В лагерь восставших теперь потянулись дворяне, дети боярские, торговцы. Мужики и холопы, да мелкий посадский люд прибывали толпами.
После вчерашних трудов Иван Исаевич спал как убитый, но проснулся рано. Вышел из шатра. Кругом шумел березовый лес. Таял туман. Заря… На востоке розовели облачка. Вот показался радостный солнечный диск, все более щедро кидая лучи по верхушкам дерев и глубже, в самую чащу. Поднялось разноголосое птичье пение. Застучал на лапчатой ели дятел. На болоте заскрипел коростель. Чу, перепелиное «пать-палать»! Стрекотание кузнечиков. Порхают желтые бабочки… Иван Исаевич, вдыхая запах деревьев, травы, цветов, земли, бездумно внимал этой лесной жизни, но потом прислушался к начинающейся лагерной суматохе. Голоса, пение, стук, скрип телег, собачий брех, ржание коней… Зазвенела военная труба. На стрельбище началась учеба, и эхо выстрелов разносилось по лесу. Все эти звуки заглушали голоса леса и, как всегда, возбуждали, бодрили Ивана Исаевпча. Недалеко от шатра пролегала дорога. Болотников вышел на нее и стал глядеть в одну сторону. Глубокие колеи, вчера еще пыльные, сегодня блестели от продольных лужиц. Природа, изнывавшая от жары и сухостоя, теперь ликовала; на листьях, траве сверкали, как алмазы, капли воды. Вдоль проселочной дороги, по обе стороны ее, как стражи, стояли березы. Белые стволы их были с серебристым отливом. Иван Исаевич глядел, глядел на всю эту красоту и сам ликовал…

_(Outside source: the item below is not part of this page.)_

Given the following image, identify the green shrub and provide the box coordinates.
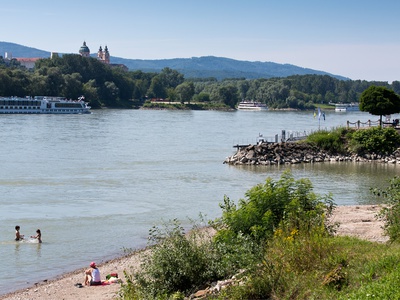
[350,127,400,154]
[213,171,334,241]
[120,220,233,299]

Вдали дорогу перебежала рыжая лиса.
«Эх, самопала нет под руками!» — подумал с огорчением Иван Исаевич.
В той стороне, куда глядел Болотников, послышался слабый шум, который длился, нарастал.
«Что это, а?»
Из-за поворота дороги показалась толпа людей.

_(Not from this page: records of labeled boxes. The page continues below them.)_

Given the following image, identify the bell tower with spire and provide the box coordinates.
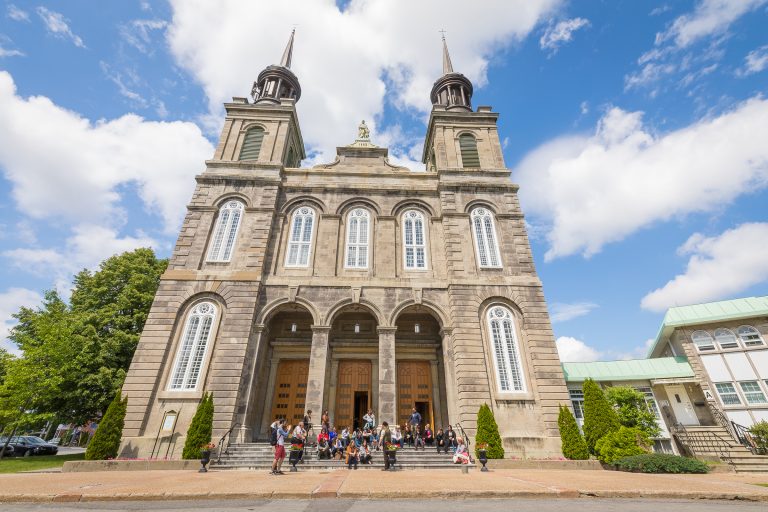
[422,36,504,172]
[214,29,306,168]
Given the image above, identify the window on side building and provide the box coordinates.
[739,380,768,405]
[715,329,739,349]
[691,331,715,352]
[715,382,741,405]
[736,325,765,347]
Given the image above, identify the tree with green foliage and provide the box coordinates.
[557,405,589,460]
[606,386,661,437]
[181,393,213,459]
[475,404,504,459]
[595,426,649,464]
[582,379,621,455]
[85,391,128,460]
[0,249,167,428]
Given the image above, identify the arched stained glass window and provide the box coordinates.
[168,302,216,391]
[736,325,764,347]
[285,206,315,267]
[240,126,264,160]
[459,133,480,169]
[208,201,245,262]
[403,210,427,270]
[345,208,371,268]
[715,329,739,349]
[470,207,501,267]
[488,306,525,392]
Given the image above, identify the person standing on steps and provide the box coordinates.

«Видать, к нам идут!» — решил Иван Исаевич. Впереди, на гнедом жеребце, ехал молодой парень, в лихо заломленной на затылок шапке, с пистолем за поясом и при сабле. Зоркий глаз Болотникова сразу узнал парня.
«Да это Олешка целую ораву за собой ведет!» Иван Исаевич отправил вчера Олешку в соседний городок по делу.
Медленно приближалось говорливое скопище, пестро одетое: чекмени, зипуны, кафтаны, кунтуши; в черных, серых бараньих шапках, у иных со шлыками.
«Видать, с Украины народ!» — догадался Иван Исаевич, и радость широкой волной заполнила его. Олешка, издали узнав Болотникова, крикнул толпе:
— Вот он, батька Болотников! — и помчался к Ивану Исаевичу. Доскакав, сияющий, он резко осадил коня, сказал:
— Дядя Ваня! У городка встретил их. Спрошали меня, как до батьки Болотникова дойти. Я их и привел к тебе!
— Добро, Олешка, добро!
Меж тем длинноусые, чубатые, когда снимали шапки, у иных самопалы, луки с колчанами, сабли, а кто с топорами за поясом, с чеканами, рогатинами, — люди эти приблизились с криками:
— Хай живе пан атаман наш Болотников!
Среди них выделялись человек двадцать, идущих вместе кучкой, — высокие, стройные, крепкие как дубы, в полотняных вышитых сорочках, вправленных в широкие синие шаровары, в высоких кожаных сапогах с мягкой подошвой. За широким кожаным поясом у иных пистоль, висел в чехле нож, на плече топор с длинной рукояткой, лезвие его в кожаном чехле. Шапки они надели запорожские, с красными шлыками. Это были гуцулы.
— Ого-го, отколь до нас идут! — воскликнул Болотников, приветствуя пришельцев из далекой Прикарпатской Руси.
На крики сбежался народ из лагеря, и поднялось неистовое ликование, целовались, хлопали по плечу, жали друг другу руки.
В соседней лесной деревеньке прослышали об украинцах, и пришли оттуда поселяне, веселые, крикливые, кое у кого бочонки с вином и незатейливая снедь. Прибрели, как два старых гриба, старик со старухой в лаптях, сморщенные, ветхие. Кто их там разберет, но тоже что-то шамкали приветное, дед руками махал, бабка прослезилась.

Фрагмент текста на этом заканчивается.